Andai demikian, si penyelenggara harus membayar denda berupa babi. Memang, sepanjang ritual ada saja denda yang mesti dibayar.
Sebelum puncak upacara, ada beberapa upacara persiapan. Misalnya, wai umara (memercikkan air ke ladang tempat upacara), lii watu tanah (membersihkan beras untuk menjamu tamu), wai ae Loen (menentukan hari H dan nama nenek moyang yang akan diantar), wuu pelan woen (membuat pelang atau emping beras yang dibagikan dengan daging untuk tamu), dan pati pleba - memotong hewan untuk nenek moyang yang tak pernah diambil welut-nya (potongan kuku dan rambut dari jasad).
Sehari sebelum hari H, pukul 14.30, aroma magis ritual adat mulai terasa. Diawali dengan perarakan kopor, semacam keranda yang di dalamnya diikatkan seekor babi dalam posisi tidur.
Kopor ditutup dengan sehelai kain batik baru, lalu dihiasi daun kelapa muda. Babi itu simbol orang yang sudah meninggal. Masing masing diberi nama sesuai dengan nama orang yang akan diantar rohnya.
Diiringi nyanyian adat yang mirip ratapan, kopor diarak menuju rumah pesta. Sesampai di halaman rumah, tiba-tiba terjadi saling pukul dengan menggunakan kayu dan tinju.
(Baca juga: Cing Cing Goling, Upacara Adat Gunung Kidul yang Terinspirasi dari Kisah Pelarian Prajurit Majapahit)
Bunyi berdebam memantul dari setiap punggung yang terhantam. Untunglah, saling pukul hanya berlangsung sepuluh menit.
"Namanya leben grengan. Untuk menunjukkan keakraban antarsaudara," tutur Pak Joseph.

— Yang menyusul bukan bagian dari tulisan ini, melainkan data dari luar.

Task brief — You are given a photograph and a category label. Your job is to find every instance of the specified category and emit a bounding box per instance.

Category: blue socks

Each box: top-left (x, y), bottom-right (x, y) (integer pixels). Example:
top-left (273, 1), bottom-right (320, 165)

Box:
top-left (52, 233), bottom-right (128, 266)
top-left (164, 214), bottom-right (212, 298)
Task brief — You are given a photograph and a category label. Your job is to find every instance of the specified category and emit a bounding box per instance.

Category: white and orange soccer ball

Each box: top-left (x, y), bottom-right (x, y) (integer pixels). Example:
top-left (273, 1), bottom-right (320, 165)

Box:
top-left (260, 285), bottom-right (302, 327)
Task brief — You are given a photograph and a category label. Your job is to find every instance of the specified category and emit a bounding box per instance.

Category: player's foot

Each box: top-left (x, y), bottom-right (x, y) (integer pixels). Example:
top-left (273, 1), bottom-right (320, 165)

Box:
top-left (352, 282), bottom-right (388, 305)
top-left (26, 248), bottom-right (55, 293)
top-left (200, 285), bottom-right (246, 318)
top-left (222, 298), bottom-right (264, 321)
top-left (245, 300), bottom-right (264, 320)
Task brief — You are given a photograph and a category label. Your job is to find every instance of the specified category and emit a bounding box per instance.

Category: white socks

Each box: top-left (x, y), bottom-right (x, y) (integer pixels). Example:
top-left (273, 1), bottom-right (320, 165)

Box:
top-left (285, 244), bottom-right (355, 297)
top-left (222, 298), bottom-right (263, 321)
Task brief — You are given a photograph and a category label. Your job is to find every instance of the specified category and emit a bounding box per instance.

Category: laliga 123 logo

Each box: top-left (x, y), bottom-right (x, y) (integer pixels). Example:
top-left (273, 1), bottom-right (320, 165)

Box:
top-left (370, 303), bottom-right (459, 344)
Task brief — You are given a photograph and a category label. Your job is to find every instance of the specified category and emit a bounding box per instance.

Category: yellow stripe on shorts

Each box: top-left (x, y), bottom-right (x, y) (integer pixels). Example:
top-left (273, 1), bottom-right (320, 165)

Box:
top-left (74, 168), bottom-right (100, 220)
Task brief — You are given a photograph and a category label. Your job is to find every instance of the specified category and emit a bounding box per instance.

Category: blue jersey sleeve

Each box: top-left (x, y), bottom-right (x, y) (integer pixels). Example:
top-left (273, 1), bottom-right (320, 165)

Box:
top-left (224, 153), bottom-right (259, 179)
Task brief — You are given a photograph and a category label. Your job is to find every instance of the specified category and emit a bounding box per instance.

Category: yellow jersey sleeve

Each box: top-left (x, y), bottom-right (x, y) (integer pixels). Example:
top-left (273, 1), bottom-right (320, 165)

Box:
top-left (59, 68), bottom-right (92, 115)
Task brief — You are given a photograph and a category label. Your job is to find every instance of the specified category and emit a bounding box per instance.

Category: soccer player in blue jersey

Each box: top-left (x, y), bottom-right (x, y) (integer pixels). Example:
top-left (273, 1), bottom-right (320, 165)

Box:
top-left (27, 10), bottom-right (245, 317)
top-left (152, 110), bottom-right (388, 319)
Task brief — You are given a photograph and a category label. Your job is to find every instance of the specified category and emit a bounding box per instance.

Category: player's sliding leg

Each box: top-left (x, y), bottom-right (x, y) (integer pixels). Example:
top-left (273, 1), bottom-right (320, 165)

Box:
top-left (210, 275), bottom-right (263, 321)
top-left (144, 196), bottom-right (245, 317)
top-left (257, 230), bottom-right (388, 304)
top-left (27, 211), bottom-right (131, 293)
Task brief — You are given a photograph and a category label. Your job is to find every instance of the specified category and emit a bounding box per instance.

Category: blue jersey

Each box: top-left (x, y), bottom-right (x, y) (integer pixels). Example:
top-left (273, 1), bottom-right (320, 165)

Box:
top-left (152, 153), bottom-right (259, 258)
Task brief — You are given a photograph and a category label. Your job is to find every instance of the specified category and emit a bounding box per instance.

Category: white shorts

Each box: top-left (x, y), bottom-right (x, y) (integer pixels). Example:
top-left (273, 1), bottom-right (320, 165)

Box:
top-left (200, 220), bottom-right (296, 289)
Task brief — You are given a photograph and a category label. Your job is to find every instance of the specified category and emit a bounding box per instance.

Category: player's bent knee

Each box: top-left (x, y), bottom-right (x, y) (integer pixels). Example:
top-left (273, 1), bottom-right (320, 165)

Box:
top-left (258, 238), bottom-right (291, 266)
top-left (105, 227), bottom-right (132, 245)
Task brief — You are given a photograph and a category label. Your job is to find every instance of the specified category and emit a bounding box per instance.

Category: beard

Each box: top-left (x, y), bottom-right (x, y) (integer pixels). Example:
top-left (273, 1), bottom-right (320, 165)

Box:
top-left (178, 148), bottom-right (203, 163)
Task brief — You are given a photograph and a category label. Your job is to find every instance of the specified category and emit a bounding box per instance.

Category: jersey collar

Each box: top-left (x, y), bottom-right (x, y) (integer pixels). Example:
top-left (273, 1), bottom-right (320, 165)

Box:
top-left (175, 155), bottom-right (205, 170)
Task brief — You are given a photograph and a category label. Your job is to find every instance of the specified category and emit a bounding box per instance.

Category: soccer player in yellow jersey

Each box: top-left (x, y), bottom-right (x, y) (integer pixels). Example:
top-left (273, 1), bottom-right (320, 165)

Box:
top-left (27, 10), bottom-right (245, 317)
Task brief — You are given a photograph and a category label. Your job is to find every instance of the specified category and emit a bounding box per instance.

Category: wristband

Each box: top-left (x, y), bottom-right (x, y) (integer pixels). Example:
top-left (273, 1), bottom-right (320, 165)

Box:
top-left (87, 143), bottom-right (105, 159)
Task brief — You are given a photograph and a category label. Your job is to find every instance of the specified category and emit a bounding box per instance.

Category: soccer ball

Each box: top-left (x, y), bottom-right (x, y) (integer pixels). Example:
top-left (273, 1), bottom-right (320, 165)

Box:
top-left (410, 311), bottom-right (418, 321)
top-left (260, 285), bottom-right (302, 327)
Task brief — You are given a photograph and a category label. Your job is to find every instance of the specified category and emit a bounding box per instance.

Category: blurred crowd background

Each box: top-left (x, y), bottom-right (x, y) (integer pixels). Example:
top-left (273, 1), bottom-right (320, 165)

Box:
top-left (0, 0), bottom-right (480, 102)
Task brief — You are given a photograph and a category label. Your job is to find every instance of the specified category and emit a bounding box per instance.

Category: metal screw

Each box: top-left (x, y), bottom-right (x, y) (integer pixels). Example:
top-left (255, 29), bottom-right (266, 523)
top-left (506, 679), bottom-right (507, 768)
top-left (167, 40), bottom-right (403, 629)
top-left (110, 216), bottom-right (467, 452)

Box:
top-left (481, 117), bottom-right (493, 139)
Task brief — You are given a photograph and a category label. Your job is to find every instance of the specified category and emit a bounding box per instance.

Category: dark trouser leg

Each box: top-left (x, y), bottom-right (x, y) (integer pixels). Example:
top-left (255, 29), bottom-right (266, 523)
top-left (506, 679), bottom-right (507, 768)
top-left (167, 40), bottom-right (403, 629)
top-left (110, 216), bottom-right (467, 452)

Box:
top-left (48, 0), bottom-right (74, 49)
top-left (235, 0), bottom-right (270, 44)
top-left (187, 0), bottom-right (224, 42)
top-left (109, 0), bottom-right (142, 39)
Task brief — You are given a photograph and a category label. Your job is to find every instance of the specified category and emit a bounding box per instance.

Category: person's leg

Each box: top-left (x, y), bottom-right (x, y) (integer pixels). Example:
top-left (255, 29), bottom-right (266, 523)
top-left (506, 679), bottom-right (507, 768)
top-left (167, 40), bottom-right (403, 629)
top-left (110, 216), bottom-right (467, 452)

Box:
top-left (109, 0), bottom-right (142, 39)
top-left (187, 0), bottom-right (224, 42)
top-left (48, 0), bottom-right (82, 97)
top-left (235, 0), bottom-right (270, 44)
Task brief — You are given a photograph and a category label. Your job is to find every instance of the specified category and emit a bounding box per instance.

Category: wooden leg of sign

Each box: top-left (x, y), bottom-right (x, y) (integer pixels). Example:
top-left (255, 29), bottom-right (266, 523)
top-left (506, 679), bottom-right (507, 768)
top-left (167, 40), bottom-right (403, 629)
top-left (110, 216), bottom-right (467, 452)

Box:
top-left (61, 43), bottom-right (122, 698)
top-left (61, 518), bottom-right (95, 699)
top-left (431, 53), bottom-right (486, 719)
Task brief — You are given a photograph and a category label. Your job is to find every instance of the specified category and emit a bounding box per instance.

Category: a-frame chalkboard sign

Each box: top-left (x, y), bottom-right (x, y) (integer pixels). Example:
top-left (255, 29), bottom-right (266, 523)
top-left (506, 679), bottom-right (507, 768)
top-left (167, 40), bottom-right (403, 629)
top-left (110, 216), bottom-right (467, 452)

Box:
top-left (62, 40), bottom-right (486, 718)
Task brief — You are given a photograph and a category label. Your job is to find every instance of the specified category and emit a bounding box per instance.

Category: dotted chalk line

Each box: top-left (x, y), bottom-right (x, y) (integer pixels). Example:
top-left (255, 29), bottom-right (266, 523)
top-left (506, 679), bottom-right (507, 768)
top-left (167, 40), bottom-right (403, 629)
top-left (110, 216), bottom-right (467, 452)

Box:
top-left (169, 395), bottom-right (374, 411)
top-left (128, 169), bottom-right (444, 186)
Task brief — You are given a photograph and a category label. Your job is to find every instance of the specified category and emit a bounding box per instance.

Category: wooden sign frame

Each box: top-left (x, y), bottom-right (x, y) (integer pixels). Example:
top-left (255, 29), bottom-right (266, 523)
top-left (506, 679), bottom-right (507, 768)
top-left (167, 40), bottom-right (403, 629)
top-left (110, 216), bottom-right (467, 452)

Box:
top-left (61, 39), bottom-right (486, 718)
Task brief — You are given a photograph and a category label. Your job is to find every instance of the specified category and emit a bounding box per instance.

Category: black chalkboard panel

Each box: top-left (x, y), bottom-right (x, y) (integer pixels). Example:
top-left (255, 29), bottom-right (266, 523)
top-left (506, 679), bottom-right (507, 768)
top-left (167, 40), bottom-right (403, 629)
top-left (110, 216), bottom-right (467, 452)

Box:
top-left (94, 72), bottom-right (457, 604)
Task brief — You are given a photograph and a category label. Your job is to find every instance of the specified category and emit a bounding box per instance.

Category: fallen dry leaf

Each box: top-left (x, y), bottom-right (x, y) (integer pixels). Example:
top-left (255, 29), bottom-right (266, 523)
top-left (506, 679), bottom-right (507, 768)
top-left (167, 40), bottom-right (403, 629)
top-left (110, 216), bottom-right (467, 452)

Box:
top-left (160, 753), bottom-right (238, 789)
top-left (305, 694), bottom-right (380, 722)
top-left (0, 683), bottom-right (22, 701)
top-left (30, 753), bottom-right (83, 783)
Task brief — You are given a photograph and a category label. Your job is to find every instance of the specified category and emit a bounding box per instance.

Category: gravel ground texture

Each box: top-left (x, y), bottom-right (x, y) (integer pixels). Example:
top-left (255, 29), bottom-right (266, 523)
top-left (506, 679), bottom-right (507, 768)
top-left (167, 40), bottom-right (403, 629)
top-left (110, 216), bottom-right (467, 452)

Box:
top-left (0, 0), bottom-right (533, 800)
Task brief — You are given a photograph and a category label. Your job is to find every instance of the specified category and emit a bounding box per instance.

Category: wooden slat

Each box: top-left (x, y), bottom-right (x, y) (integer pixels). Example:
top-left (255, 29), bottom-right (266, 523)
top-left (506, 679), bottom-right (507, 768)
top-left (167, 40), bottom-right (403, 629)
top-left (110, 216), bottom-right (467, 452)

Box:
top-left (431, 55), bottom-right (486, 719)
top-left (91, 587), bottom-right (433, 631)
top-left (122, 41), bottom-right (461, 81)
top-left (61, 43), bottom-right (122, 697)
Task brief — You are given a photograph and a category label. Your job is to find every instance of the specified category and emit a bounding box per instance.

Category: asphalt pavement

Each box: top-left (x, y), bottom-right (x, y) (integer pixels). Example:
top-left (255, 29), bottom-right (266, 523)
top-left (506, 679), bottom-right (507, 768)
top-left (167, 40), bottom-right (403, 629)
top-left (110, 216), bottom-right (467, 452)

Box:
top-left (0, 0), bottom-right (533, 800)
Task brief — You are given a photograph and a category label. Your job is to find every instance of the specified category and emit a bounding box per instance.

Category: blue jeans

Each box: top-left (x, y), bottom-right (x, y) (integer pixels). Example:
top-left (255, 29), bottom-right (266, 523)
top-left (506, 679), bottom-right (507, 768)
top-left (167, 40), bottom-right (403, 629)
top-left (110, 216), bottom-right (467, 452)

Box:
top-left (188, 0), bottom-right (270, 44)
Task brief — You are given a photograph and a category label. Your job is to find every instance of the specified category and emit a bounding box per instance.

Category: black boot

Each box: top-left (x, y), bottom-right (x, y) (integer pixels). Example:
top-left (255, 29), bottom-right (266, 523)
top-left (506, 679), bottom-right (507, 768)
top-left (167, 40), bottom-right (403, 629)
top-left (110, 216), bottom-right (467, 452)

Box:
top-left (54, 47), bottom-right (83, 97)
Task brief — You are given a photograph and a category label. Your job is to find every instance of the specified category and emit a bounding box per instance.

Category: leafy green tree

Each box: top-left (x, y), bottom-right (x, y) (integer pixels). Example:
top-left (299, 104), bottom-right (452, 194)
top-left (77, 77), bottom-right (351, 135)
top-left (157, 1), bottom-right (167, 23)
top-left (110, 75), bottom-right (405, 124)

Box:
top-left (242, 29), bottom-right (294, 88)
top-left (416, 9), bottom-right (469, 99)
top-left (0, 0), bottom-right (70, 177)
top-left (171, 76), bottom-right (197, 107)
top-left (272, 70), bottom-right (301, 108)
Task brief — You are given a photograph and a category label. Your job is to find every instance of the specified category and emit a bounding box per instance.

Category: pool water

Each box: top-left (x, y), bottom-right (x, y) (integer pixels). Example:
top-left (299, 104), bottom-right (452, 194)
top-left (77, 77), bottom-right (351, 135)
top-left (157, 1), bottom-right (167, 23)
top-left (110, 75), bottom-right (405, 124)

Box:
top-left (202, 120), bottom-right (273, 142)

Konon, aslinya leben grengan menggunakan senjata tajam, misalnya parang. Anehnya, luka yang timbul cukup ditutup dengan sembarang daun, dijamin seketika sembuh. Asalkan, tidak ada perempuan.
Lalu mengapa saat itu hanya menggunakan kayu dan tinju tangan? Ternyata, karena ada saya yang akan memotret.
Leben grengan usai. Tiba-tiba terdengar ratap tangis laki-laki dan perempuan memenuhi udara Tanah Hikong. Seorang perempuan muda memanggil-manggil nama almarhumah nenek dan ibunya.